Slumando GBIV farsela letteralmente sotto, aggiunse: «Puoi far finire la guerra quando vuoi, oppure puoi farla continuare, solo tu puoi decidere». Un paio di giorni dopo l’ultima guerra del mondo terminava ufficialmente…
È ancora parecchio preso da tutti quei déjà vu, che en verdad sono dei déjà vécu… tutto già visto, già vissuto, eppure a reflasharli flexa come se tutto questo stesse h-dendo ora… d’altronde, a ben mumblemumblarci, le acquisizioni della relatività generale sfociano naturalmente, sul piano filosofico, nella visione eternalistica (e deterministica) dell’esistenza: tutti gli istanti, dall’inizio alla fine dell’universo, compresa la propria nascita, il proprio fine-vita e tutto quello che ci sta in mezzo, esistono già e persistono eternamente in uno spazio quadridimensionale…
Lo uei-k una violenta onda di fononi, che lo investe improvvisa come una gigantesca sberla.
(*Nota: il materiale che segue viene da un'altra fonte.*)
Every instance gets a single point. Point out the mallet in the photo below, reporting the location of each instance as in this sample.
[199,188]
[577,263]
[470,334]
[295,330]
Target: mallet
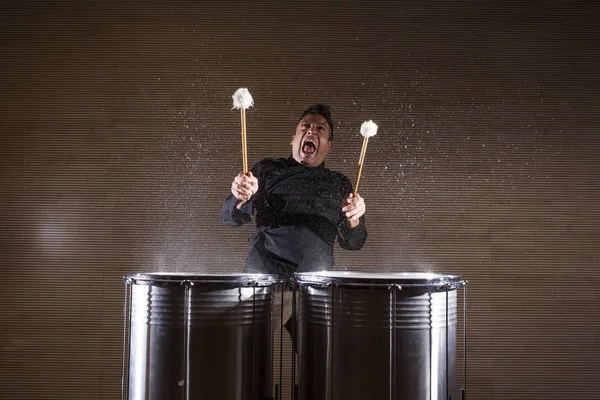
[367,129]
[242,99]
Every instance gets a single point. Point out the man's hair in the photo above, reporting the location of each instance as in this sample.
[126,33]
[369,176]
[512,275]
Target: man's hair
[322,110]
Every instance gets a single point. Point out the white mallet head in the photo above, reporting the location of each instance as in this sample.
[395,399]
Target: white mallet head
[368,129]
[242,99]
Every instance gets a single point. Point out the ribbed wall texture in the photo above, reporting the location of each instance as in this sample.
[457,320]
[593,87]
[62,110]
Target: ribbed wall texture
[118,145]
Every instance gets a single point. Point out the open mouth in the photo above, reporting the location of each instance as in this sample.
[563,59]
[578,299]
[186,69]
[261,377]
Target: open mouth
[309,146]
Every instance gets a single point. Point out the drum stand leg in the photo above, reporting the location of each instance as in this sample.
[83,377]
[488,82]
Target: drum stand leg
[463,391]
[126,330]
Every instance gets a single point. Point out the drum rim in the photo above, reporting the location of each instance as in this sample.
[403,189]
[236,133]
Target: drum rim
[180,278]
[404,280]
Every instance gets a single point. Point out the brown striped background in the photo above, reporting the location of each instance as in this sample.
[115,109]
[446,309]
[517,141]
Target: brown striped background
[118,145]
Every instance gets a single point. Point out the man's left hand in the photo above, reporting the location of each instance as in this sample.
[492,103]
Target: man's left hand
[353,207]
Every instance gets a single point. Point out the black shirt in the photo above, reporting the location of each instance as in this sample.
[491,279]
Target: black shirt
[298,217]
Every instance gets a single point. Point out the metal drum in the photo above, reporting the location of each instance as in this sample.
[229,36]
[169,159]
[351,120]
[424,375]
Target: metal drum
[199,337]
[376,335]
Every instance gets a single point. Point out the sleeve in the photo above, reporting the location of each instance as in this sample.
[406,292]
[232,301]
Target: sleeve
[232,216]
[351,238]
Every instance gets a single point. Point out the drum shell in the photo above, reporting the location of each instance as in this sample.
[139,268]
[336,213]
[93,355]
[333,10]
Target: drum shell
[200,340]
[363,341]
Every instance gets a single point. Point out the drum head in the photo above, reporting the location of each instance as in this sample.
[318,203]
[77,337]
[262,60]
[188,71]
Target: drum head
[178,278]
[403,280]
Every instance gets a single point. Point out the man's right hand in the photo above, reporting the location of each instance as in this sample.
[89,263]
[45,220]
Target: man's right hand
[244,186]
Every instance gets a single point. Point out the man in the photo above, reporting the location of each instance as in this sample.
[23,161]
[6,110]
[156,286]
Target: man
[301,207]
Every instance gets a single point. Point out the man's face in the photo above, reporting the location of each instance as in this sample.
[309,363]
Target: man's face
[310,143]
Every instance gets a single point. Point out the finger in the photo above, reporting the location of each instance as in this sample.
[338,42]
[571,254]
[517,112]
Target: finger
[241,189]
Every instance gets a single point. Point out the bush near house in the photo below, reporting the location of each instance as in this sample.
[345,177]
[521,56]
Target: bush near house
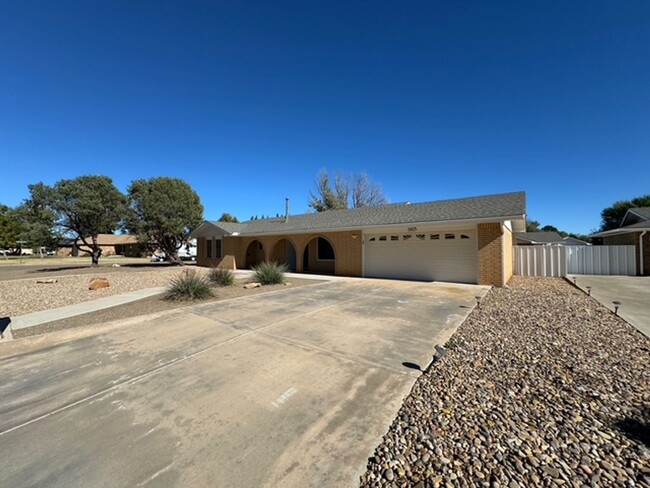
[221,277]
[188,286]
[269,273]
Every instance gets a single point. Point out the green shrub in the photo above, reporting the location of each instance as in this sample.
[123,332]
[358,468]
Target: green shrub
[188,286]
[221,277]
[269,273]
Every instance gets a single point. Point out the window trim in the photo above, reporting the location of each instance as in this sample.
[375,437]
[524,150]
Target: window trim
[208,249]
[218,247]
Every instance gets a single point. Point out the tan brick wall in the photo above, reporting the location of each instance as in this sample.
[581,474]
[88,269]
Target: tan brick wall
[490,254]
[201,252]
[633,240]
[507,255]
[347,250]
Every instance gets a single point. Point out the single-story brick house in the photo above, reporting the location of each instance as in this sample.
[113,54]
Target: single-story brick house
[466,240]
[634,230]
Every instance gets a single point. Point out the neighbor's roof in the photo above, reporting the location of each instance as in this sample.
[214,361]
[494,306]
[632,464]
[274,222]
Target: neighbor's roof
[230,227]
[638,227]
[504,206]
[572,241]
[643,212]
[541,237]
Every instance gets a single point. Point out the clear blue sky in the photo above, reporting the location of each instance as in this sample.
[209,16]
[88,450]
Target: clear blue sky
[247,101]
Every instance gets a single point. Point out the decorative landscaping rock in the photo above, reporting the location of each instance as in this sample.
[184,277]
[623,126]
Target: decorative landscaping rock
[98,283]
[543,387]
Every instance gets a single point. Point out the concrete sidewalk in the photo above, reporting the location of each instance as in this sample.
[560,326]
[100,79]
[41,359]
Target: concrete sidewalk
[291,388]
[45,316]
[633,292]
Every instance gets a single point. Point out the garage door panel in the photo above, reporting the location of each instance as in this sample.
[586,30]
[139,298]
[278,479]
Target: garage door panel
[434,256]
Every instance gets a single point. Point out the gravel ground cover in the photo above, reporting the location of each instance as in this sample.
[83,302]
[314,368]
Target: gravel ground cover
[18,297]
[151,305]
[541,386]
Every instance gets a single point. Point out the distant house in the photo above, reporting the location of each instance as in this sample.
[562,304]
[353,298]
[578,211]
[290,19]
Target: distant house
[111,244]
[540,238]
[467,240]
[550,238]
[572,241]
[634,230]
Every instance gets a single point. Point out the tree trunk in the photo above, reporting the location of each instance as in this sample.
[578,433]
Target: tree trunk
[97,252]
[175,260]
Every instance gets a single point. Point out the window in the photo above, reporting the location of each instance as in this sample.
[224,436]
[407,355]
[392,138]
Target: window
[325,250]
[217,252]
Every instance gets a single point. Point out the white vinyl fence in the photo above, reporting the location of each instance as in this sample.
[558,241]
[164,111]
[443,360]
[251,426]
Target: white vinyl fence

È l’equivalente di un dispositivo acustico terrestre, qui nello spazio taciturno. A clacsonarlo è un’aviomobile per uso extraorbitale che gli sta sfrecciando accanto cercando di non cilindrarlo.
Una guccissima NæroLeD marrone moccaccino nuova di pacca. Le buildano direttamente lì, su Gliese-12b. Sulla Terra è una chiccheria possederne una. Il problema è che ci impiegano così tanto a essere teletrasportate che, alla fine dei conti, ti tocca pagare 5000 gigacoins per un catorcio che una volta che ti arriva è già un pezzo da robivecchi.
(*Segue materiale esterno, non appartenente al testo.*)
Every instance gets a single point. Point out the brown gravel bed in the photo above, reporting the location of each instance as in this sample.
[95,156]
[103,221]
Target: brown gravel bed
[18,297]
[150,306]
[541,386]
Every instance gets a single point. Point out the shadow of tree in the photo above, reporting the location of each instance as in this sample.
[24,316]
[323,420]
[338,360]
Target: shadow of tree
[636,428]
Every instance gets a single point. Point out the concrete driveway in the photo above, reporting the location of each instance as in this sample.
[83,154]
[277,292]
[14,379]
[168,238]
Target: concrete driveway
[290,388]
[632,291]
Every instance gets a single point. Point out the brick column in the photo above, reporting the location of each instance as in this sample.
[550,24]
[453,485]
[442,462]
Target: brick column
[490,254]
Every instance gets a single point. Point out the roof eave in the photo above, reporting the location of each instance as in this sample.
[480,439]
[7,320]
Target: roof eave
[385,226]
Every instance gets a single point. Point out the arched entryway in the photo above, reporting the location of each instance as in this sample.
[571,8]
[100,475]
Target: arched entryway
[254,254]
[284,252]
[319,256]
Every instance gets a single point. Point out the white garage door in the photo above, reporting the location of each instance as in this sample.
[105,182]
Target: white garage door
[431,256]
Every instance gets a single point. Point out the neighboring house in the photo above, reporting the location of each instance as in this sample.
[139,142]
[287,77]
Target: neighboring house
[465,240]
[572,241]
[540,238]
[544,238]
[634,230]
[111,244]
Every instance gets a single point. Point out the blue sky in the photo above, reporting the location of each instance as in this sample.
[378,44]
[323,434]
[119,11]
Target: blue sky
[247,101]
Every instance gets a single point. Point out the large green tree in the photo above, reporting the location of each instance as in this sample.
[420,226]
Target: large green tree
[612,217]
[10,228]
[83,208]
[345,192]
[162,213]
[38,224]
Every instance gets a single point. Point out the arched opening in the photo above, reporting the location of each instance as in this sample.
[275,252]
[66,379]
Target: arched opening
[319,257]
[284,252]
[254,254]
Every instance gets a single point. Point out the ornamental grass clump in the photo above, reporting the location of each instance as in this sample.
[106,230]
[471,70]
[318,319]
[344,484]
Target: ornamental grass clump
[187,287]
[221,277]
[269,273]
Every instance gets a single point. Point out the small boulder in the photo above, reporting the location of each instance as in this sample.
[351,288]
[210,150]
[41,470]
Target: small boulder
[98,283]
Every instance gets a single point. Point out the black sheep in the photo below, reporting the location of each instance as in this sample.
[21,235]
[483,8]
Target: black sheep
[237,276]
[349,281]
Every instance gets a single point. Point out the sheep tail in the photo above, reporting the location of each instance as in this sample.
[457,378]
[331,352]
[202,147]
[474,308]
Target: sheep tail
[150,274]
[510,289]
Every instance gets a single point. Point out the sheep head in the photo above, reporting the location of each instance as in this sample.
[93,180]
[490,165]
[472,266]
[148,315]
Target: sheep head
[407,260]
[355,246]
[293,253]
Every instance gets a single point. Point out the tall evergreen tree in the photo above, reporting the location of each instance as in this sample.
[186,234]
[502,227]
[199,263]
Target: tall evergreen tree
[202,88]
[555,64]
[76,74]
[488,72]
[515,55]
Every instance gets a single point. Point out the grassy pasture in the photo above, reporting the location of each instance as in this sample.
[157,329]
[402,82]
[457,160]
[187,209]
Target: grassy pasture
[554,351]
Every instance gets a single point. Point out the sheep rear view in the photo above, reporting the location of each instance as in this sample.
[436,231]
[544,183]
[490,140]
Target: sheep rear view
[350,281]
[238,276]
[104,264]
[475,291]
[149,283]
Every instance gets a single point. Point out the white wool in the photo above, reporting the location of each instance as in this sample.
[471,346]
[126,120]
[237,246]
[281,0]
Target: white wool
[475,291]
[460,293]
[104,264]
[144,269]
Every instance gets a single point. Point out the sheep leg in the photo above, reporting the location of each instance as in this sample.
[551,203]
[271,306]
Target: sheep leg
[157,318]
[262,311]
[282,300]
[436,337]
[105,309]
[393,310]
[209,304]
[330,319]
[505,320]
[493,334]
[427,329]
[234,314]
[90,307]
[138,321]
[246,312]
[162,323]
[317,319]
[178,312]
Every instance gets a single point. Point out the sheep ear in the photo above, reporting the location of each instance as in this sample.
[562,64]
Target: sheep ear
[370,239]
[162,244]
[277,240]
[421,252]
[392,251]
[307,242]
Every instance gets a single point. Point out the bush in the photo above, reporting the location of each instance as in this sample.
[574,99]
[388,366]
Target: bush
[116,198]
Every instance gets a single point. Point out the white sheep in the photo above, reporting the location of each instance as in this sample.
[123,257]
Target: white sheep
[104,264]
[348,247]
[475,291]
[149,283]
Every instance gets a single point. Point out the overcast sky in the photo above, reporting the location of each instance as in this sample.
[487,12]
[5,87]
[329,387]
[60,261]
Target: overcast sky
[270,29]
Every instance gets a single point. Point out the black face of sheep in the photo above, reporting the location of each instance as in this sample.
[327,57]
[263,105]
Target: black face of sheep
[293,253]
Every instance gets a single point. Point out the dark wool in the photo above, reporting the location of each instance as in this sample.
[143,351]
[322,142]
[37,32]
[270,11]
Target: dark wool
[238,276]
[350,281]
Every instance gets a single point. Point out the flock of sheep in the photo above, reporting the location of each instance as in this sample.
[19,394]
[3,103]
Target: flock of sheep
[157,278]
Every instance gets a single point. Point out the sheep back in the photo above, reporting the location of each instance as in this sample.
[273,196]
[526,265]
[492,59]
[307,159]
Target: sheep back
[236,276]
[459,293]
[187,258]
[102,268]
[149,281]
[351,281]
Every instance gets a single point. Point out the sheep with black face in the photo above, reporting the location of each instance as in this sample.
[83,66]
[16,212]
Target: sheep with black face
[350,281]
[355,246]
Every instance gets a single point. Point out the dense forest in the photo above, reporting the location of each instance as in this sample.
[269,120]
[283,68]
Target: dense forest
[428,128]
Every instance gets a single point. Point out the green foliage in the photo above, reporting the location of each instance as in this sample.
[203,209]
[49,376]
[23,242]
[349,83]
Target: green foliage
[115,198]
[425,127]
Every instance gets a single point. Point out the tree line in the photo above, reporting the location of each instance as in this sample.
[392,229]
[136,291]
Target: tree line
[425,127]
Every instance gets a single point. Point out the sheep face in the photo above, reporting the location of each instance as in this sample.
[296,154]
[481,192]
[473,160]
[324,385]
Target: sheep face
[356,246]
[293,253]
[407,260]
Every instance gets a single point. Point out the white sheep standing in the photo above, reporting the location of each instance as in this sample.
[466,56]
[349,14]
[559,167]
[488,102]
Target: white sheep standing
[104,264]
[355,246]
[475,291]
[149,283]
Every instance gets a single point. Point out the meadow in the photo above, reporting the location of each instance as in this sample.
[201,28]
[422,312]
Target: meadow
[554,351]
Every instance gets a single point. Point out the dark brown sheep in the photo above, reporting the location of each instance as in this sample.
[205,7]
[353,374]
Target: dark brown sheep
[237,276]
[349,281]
Mister Okay autostoppa un passaggio fino al pianeta, già che c’è. Non l’ha mai visitato. È curioso.
Ci sono volute otto generazioni longevodopate per colonizzare Dunia Dos, com’è stato ribattezzato, in via ufficiosa, il corpo celeste su cui ora stanno atterrando.
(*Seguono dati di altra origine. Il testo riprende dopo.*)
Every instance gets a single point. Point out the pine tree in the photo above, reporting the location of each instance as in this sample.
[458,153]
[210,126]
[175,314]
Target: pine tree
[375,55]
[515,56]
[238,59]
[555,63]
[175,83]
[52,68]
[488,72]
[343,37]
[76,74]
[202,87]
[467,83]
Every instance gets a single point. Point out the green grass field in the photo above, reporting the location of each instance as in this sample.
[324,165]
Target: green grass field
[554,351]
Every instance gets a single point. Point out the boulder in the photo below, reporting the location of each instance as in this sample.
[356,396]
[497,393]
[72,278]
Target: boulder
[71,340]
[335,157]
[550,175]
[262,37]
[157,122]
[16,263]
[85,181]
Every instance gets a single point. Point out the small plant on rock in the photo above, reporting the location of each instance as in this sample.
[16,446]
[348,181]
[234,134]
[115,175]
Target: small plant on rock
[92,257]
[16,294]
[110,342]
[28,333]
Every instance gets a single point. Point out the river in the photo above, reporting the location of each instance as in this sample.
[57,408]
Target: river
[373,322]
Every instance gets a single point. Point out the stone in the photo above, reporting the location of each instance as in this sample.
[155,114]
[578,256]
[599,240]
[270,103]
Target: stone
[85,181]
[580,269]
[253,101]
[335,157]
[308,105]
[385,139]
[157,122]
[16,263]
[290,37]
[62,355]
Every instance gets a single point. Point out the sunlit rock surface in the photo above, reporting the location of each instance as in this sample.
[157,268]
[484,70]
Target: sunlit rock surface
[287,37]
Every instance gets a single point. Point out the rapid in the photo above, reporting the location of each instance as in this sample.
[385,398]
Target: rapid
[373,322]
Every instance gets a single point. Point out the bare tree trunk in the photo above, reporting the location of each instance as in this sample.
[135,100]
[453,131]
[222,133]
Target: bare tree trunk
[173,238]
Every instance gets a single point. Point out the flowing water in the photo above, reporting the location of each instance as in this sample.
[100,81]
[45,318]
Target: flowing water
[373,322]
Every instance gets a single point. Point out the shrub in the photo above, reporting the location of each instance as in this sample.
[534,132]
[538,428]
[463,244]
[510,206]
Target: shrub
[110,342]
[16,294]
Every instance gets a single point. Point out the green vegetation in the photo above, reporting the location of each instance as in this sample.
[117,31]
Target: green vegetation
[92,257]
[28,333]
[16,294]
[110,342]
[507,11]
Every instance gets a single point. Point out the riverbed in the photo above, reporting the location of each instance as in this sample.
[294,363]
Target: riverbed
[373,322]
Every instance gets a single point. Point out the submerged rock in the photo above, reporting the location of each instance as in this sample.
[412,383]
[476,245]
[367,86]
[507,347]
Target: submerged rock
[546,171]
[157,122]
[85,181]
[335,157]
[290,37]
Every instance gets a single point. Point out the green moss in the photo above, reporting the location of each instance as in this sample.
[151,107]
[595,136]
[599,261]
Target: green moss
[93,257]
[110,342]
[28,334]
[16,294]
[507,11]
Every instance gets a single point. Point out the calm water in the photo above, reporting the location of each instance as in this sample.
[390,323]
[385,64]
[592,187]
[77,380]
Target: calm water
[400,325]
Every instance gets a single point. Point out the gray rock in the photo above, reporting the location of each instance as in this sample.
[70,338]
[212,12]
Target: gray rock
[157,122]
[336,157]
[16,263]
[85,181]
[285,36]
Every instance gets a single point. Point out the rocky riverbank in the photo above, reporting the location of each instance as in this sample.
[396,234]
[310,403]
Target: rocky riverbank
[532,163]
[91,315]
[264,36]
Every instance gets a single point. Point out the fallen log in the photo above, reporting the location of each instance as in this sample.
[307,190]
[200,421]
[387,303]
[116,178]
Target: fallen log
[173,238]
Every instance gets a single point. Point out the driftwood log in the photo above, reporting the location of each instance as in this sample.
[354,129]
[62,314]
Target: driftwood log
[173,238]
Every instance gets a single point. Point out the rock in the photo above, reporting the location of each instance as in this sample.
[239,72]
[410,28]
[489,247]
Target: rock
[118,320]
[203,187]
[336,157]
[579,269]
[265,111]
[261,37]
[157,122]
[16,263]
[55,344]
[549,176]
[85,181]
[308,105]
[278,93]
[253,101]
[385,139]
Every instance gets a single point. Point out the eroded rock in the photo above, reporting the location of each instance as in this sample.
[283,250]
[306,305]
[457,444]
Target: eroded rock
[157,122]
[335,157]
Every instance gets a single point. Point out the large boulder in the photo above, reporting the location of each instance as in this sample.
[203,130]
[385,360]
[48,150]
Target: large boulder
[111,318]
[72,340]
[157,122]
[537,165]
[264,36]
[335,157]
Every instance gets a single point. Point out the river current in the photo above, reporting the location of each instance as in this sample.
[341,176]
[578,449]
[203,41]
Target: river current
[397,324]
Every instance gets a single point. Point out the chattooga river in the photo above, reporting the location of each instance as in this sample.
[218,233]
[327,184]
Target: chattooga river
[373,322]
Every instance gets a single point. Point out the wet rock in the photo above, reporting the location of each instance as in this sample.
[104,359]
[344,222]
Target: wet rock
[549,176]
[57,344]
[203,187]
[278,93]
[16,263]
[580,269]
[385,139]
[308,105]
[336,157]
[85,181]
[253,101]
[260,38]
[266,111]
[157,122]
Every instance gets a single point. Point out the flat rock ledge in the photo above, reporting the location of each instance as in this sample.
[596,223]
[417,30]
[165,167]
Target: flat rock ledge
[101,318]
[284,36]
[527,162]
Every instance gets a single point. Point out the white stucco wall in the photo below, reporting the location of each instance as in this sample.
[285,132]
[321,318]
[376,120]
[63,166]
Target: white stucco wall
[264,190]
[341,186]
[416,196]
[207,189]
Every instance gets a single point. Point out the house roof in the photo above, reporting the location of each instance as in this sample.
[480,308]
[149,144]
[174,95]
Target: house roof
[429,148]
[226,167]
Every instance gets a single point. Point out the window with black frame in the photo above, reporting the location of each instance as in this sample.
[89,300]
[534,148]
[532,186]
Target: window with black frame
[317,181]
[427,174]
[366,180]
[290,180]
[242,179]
Otto generazioni, dalla prima, shuttlecanoneggiata fuori dal circuito terrestre, a quella che aveva terraformato il pianeta d’arrivo.
Tra l’una e l’altra, una mezza dozzina di generazioni di tecnici fornicatori tradotti dagli astrovascelli a propulsione quantica.
Tocca il suolo arancione di Gliese-12b dritto in piedi sul tettuccio della NæroLeD con le gambe divaricate e i pugni premuti contro i fianchi. Entrando nell’atmosfera satura di ossigeno, assicurato dalla robosintesi clorofilliana dei numberosi boschi di robodendri, il suo ciuffo si è riacceso, come per magia, il mantello appeso alle sue clavicole ha ricominciato a svolazzare.
I gliese12bicoli lo riconoscono. La sua fama è giunta fin quassù. Lo clapclappano, acclamano il suo nome.
Le lievi differenze morfologiche tra questo pianeta e quello originale da cui la specie umana proviene li ha resi similari ma non del tutto identici ai terrestri da cui discendono. Hanno arti più lunghi e busti scorciati. Fa impressione occhieggiare quella selva di lunghe braccia ondeggianti che salutano il suo arrivo.
Blablano che Mister Okay si intratterrà su Dunia Dos per quarant’anni. Fino a quando cioè il pianeta verrà raggiunto dalla circolare emessa dal nuovo governo mondiale, insediatosi quarant’anni prima sul pianeta-base. Giusto il tempo di permettere alle onde radio di andare da una parte all’altra.
“Espellete il mostro! Ripetiamo: e-spel-le-te il mo-stro!” è il messaggio raccolto dal marconista di Gliese-12b. Il superudito di Mister Okay lo intercetta prima ancora della rice-trasmittente. Una mattina, all’alba, senza che nessuno abbia mai avuto il fegato di imporglielo, lascia anche quel secondo domicilio. «Non voglio che abbiate delle grane per colpa mia» mormora, come tra sé, prima di flettere le gambe, spiccare il volo e sparire oltre l’atmosfera esterna, ritrovandosi ancora una volta nello spazio profondo, a riveder le stelle.